How To Support Your Music Clients Right Now
Back in March 2020, right before the COVID-19 lockdowns started, 90% of Culture Studio’s business went to band tour merchandise and music T-shirts. Our Chicago-based shop is built for the speed and capacity to fulfill band T-shirts for live events, in addition to selling band merch to retail stores.
While we experienced a lull as our music clients’ live tours cancelled, we ramped back up again faster than we expected—as a virtual tour and ecommerce store company. Since the summer, we’ve experienced incredible growth months with our music T-shirt designs because our clients reinvented their business models.
There will be a long-term shift from selling the bulk of band merch at live venues toward a more immediate online buying experience. Here are four key ways you can tap into this new band T-shirt selling landscape.
1. There’s no time like the present.
In the recent past, it was the norm to buy a music T-shirt at a concert in a big event space like Madison Square Garden in New York, but it could be a hassle. A buyer stood in a long line, hoping the seller had their favorite design and size in stock. Now, it’s the norm for any music fan, based anywhere, to easily purchase a band T-shirt using their smartphone, from the comfort of their home. If your shop prints and fulfills the band merch, you’ll now be a valuable part of the supply chain since the bands no longer need to stock huge amounts of inventory. Plus, you drop ship the shirts directly to the end-customer, saving a lot of time.
2. You can easily pitch and sell flash sales.
We’re seeing a lot of our music artists launch a product, such as a hoodie or a rock band T-shirt, that’s available during a 48-hour flash sale. Here’s how it looks: 5,000 orders come directly into our system; then, we print and ship 5,000 band merch items out to 5,000 individual fans. People are used to buying online for fun now, and when you add in a limited-edition rock T-shirt during a flash sale, you create a lot more FOMO (and then a lot more band merch sales). And if you can create a really unique music T-shirt design, you’ll give people even more of a reason to buy.
3. Equip your shop to handle this new business model.
This concept of a frictionless buying experience and drop-ship straight from your print shop will change the world forever. Even when in-person concerts return, we may be able to eliminate shipping thousands of band T-shirts across the country to these venues. While people attend the events in person, they can easily purchase their T-shirt from their phone and get it at home in less than a week. Of course, we still expect a hybrid model where people will purchase in person, but many sales will shift online—especially with technology that enables single-click buys, like Amazon uses.
At Culture Studio, we want to handle the entire process, so we’re focusing our efforts on making that happen. A word to the wise here: You need to commit to this process. For example, we’re building our shop’s business model to accommodate music clients’ needs. We want to get those band T-shirts in our facility, decorate them and then quickly ship them out to the end-user.
That’s why we invested $500,000 in more elevated finishing machinery and lines because we fold the music T-shirt; attach a SKU sticker, size strip and hang tag; and then poly bag each item. If you’re dealing in millions of items annually, your shop must be able to handle that volume in an efficient, automated manner.
In addition to being a full-service provider, we also offer speed to market. Since we’re not printing the band merch and then sending the stock over to a fulfillment house, band T-shirts are in fans’ hands in half the time.

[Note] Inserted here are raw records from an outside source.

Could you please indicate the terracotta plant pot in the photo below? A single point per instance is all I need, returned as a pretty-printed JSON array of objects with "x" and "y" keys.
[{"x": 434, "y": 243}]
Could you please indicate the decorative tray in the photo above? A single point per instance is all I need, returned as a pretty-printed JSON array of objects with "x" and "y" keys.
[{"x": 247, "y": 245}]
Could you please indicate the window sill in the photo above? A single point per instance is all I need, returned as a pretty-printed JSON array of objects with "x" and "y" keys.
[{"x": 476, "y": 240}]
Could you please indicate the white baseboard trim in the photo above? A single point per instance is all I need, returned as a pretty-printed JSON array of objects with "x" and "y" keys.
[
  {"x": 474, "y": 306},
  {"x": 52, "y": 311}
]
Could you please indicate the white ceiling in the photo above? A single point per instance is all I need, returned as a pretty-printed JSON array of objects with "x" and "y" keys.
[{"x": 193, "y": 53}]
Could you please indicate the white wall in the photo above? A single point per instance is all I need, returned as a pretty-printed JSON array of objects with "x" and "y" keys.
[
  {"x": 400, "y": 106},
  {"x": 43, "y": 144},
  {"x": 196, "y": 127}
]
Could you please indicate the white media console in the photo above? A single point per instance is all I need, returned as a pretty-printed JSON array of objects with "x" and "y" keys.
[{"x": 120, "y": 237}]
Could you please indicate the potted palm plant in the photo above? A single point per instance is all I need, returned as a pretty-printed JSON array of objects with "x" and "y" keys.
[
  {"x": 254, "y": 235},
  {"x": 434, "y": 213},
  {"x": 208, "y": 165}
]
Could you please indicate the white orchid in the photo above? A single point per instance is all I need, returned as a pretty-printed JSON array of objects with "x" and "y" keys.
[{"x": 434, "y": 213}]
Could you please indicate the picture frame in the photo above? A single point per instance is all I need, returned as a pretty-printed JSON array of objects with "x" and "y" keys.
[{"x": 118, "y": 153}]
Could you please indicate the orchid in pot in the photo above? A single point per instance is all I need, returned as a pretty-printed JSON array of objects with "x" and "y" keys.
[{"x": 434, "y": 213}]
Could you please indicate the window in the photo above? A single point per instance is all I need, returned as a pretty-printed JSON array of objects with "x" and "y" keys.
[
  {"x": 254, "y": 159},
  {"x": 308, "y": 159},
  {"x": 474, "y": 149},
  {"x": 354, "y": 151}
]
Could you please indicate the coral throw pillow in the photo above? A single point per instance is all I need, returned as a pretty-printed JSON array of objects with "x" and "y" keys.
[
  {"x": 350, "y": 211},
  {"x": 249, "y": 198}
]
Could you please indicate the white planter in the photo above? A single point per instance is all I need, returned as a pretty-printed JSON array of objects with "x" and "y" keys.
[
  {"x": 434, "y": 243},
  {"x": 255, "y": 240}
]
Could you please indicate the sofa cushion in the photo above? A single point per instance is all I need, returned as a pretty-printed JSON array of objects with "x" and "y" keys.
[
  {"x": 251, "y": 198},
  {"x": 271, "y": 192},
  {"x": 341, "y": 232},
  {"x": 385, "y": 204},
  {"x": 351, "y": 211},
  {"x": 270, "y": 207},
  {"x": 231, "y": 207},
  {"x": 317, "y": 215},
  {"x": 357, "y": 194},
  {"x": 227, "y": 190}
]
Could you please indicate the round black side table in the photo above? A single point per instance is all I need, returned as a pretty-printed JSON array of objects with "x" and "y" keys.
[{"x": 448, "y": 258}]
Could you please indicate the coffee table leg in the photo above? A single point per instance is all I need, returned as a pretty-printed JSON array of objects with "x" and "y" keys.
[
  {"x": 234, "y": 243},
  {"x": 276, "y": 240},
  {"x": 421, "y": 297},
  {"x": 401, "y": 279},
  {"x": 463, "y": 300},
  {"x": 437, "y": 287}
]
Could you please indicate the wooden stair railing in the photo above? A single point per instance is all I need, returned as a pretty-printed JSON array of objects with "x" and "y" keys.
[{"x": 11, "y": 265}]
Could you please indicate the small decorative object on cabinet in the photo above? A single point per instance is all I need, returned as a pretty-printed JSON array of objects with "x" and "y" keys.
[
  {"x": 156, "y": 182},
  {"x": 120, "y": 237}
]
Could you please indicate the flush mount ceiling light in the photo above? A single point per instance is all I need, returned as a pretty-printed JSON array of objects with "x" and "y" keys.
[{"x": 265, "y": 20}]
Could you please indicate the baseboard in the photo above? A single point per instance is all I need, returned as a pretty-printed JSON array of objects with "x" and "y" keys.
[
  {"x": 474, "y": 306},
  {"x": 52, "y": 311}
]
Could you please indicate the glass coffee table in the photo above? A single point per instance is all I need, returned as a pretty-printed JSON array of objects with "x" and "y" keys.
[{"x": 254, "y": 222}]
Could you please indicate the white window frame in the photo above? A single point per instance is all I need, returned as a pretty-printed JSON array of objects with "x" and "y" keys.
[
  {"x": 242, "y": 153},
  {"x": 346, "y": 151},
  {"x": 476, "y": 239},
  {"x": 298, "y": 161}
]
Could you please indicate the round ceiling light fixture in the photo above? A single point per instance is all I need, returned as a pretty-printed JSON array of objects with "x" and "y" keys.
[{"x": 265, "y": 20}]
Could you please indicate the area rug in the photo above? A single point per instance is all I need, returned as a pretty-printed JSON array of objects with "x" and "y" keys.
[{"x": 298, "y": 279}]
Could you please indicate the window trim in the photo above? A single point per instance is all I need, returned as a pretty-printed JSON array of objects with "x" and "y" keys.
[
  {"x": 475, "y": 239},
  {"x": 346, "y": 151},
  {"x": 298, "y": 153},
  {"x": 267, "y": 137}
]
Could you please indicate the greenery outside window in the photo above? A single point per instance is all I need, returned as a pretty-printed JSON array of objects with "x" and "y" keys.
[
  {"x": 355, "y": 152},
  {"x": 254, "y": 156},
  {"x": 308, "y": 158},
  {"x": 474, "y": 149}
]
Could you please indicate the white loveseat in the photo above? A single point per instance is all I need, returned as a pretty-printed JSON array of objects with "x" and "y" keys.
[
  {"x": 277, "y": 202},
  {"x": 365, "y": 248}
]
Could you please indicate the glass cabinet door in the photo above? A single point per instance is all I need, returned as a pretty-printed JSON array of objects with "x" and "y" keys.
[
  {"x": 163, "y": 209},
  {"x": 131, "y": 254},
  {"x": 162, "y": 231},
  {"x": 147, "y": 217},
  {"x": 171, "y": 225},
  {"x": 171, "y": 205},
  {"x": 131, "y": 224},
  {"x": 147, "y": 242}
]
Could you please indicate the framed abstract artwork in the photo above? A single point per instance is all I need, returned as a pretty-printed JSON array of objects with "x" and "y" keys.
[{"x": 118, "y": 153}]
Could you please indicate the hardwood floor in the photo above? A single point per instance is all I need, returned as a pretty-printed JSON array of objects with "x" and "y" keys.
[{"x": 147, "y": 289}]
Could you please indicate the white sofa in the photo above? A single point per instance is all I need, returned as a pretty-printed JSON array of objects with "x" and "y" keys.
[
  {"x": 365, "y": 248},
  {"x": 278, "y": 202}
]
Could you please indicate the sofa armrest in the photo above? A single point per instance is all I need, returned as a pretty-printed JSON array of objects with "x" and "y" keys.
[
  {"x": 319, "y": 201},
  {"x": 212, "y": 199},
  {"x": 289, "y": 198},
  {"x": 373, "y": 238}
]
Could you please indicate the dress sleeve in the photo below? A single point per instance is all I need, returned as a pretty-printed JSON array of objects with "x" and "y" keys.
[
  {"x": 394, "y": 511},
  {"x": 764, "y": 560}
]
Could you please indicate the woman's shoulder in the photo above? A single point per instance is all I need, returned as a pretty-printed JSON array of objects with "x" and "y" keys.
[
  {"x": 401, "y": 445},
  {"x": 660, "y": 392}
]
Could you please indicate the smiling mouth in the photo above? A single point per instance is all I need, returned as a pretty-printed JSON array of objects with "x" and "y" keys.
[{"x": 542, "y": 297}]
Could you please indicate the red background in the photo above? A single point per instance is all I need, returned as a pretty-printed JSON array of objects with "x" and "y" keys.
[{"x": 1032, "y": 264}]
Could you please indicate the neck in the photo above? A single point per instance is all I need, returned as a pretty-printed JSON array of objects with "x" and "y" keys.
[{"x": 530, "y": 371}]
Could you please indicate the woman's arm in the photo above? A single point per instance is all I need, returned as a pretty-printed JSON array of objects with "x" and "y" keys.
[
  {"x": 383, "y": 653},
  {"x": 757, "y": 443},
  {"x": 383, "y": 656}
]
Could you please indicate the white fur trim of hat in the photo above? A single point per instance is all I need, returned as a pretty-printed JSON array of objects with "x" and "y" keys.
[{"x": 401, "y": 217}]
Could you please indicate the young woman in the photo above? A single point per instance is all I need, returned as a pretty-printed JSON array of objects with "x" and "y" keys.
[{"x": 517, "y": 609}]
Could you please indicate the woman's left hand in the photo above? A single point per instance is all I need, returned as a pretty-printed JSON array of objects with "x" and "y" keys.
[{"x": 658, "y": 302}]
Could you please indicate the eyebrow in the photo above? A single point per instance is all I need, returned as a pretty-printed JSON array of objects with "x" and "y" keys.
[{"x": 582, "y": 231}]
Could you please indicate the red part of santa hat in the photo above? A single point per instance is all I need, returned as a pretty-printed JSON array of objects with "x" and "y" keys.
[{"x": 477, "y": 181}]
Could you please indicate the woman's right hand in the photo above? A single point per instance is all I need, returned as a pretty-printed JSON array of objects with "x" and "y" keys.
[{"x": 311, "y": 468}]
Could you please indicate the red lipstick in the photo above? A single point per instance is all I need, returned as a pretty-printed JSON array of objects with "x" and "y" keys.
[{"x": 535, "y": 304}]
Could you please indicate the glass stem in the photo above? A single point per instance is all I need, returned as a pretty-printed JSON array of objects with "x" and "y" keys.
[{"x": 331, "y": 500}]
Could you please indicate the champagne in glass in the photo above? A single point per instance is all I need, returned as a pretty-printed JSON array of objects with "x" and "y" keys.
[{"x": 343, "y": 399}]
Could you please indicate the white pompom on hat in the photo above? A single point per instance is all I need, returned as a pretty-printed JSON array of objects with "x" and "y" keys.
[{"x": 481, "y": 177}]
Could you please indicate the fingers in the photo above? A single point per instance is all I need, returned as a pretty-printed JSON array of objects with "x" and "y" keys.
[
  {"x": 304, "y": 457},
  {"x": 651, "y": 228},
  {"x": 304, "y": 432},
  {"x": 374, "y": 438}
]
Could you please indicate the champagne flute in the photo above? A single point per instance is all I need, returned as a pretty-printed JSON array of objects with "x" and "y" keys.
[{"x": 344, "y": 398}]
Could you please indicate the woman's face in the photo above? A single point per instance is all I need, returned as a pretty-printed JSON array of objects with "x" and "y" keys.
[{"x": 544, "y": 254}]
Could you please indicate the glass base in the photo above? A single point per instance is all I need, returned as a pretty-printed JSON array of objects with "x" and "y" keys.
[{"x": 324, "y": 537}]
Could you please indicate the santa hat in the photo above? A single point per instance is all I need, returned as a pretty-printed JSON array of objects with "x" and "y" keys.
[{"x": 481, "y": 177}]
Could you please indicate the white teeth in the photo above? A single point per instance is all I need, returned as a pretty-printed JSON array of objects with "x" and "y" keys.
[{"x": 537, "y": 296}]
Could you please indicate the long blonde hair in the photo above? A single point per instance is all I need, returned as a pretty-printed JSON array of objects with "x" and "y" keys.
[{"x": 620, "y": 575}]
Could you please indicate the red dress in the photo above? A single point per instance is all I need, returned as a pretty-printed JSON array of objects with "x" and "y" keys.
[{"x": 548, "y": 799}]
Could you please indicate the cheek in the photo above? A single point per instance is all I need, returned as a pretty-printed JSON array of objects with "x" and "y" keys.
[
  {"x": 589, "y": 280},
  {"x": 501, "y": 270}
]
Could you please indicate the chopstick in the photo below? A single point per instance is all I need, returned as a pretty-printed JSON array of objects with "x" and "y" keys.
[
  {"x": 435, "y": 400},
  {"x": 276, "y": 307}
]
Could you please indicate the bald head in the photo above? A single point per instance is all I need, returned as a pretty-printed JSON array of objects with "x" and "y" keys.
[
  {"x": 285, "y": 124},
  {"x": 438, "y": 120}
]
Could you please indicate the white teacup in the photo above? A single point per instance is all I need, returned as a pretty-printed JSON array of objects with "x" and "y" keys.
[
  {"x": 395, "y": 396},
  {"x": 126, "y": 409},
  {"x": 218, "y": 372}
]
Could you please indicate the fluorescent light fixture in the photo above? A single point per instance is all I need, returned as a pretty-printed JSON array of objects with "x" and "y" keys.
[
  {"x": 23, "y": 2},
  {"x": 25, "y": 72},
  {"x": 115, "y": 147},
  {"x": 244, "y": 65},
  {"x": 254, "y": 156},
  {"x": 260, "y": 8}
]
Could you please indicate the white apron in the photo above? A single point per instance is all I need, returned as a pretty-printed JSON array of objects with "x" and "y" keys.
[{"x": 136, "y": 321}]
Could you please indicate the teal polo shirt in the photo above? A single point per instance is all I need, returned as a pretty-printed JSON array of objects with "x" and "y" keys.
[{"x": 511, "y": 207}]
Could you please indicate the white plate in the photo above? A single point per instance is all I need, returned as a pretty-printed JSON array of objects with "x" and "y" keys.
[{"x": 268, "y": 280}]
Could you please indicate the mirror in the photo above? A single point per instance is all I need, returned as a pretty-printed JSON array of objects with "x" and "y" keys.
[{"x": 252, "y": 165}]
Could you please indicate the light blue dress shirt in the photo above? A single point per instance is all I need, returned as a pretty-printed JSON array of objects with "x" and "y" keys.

4. Pitch this model to local music clients, and beyond.
If you service local bands or DJs, you can reach out to them to see if they’re doing online events, like a Facebook Live video. When the answer is “yes,” show them the value of limited-run flash band merch sales that run 48 hours before or after their event. Posting the ordering link via social media and email makes it easy for fans to browse and order. Plus, explain how there’s literally no cost or barrier to entry for them if you set up a small online music T-shirt shop for them: You fulfill all the orders and send them their cut of the profits.
Finally, don’t forget to pitch custom branded merch to other local businesses that have a following like restaurants or breweries—and have been impacted by the pandemic. You can launch a few products like good-quality T-shirts or hoodies, and then fulfill all orders direct to the end-users, similar to how you handle band merch. The restaurant can advertise the popup shop on social media and also let everyone who orders from them know they can support them and get a nice hoodie. All around, this is a win-win business model for your shop and your clients.